What Recession? Life Sciences Continues To Boom

The average sale price of a life science facility is $645 per square foot, 150% higher than the overall office average.

Other sectors may be struggling amid rising interest rates and inflation, but sales and supply data for the booming life sciences sector have not yet shown cracks.

A new report from Commercial Edge reveals that the average sale price of a life science facility in 2022 clocks in at $645 per square foot, 150% higher than the overall average of $258 psf for general office buildings. Buildings suitable for conversions also command higher prices: DivcoWest, for example, bought a 138,400-square-foot property in South San Francisco from Johnson & Johnson for $164.5 million — a price of $1,188 per foot — and “immediately” began converting the building into lab space.

Developers are rushing to build space fast enough to even approach demand levels as well.  Just under 22 million square feet of life science projects are underway nationally, led by Boston with 27 projects totaling 8.4 million square feet. San Diego follows at number two with eight properties at 2.9 million square feet, then San Francisco (10 properties, 2.6 million square feet). Tertiary market are also emerging as viable contenders, with PNB and Montgomery Street Partners recently announcing they’ll develop the first speculative life science property in Boulder County, Colorado, with the 365,000-square-foot Coal Creek Innovation Park. And in the bedroom community of Maricopa outside Phoenix, S3 Biotech is developing a 2.5 million-square-foot campus that includes life science, medical office and sports science facilities.

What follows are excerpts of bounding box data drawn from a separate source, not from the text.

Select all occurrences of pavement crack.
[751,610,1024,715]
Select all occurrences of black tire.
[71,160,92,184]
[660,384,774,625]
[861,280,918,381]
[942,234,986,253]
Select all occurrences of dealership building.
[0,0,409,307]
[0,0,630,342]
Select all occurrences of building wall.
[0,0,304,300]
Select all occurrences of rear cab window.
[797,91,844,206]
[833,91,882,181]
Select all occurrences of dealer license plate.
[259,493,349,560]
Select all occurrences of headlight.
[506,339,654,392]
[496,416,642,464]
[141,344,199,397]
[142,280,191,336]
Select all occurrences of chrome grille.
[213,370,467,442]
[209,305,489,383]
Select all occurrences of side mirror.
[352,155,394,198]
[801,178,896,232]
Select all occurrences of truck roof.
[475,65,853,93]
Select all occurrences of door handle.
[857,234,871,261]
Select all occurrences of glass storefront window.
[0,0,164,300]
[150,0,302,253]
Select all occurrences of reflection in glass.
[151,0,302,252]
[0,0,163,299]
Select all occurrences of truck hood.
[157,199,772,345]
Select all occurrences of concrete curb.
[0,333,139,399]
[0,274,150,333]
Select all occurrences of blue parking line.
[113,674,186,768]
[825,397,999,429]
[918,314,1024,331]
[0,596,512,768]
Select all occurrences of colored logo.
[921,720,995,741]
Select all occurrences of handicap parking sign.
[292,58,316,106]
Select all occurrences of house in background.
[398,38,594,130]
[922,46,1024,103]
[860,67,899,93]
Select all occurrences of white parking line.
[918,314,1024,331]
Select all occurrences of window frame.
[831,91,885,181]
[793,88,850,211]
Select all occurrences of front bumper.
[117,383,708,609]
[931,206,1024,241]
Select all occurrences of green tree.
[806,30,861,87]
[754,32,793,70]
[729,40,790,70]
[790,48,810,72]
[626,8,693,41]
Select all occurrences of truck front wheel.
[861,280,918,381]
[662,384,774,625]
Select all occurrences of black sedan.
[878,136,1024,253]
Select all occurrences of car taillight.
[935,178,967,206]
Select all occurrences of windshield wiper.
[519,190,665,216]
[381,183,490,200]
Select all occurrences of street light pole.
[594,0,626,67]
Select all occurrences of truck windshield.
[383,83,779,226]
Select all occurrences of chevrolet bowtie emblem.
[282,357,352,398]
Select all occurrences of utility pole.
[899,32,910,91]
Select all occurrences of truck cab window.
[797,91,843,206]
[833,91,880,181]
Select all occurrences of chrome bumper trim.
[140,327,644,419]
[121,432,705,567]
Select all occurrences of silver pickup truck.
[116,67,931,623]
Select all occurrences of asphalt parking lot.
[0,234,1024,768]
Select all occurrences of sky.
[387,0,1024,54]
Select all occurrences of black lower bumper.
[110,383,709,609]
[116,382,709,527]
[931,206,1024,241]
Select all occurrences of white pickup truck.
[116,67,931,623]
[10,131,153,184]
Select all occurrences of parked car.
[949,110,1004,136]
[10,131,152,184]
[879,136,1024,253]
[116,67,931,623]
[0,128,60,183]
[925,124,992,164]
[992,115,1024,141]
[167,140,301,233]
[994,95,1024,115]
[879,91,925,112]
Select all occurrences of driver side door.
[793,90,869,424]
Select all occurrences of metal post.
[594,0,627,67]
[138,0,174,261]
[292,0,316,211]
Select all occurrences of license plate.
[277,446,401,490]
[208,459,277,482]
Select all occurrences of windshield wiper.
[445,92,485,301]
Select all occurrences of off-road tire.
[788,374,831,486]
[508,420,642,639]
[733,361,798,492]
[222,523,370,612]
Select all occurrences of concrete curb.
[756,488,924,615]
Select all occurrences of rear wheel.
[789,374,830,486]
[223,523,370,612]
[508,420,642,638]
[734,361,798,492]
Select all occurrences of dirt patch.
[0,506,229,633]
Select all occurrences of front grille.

According to CommercialCafe, in 2021 life sciences employment was highest in Boston (23,900 jobs), New York (18,100) and San Francisco (14,200), while the metros with the most STEM workers last year were New York (515,540), Washington, D.C. (364,140), Los Angeles (342,870) and San Francisco (289,960).

Growth in the life sciences sector has spread beyond those cities typically regarded as “flagship markets,” according to CBRE: Nashville leads the US in terms of percentage growth of life sciences jobs while Houston offers a high percentage of PhDs and an affordable quality of life. According to the firm, growth in life sciences professions ticked up by 79% since 2001 to hit 500,000 nationally.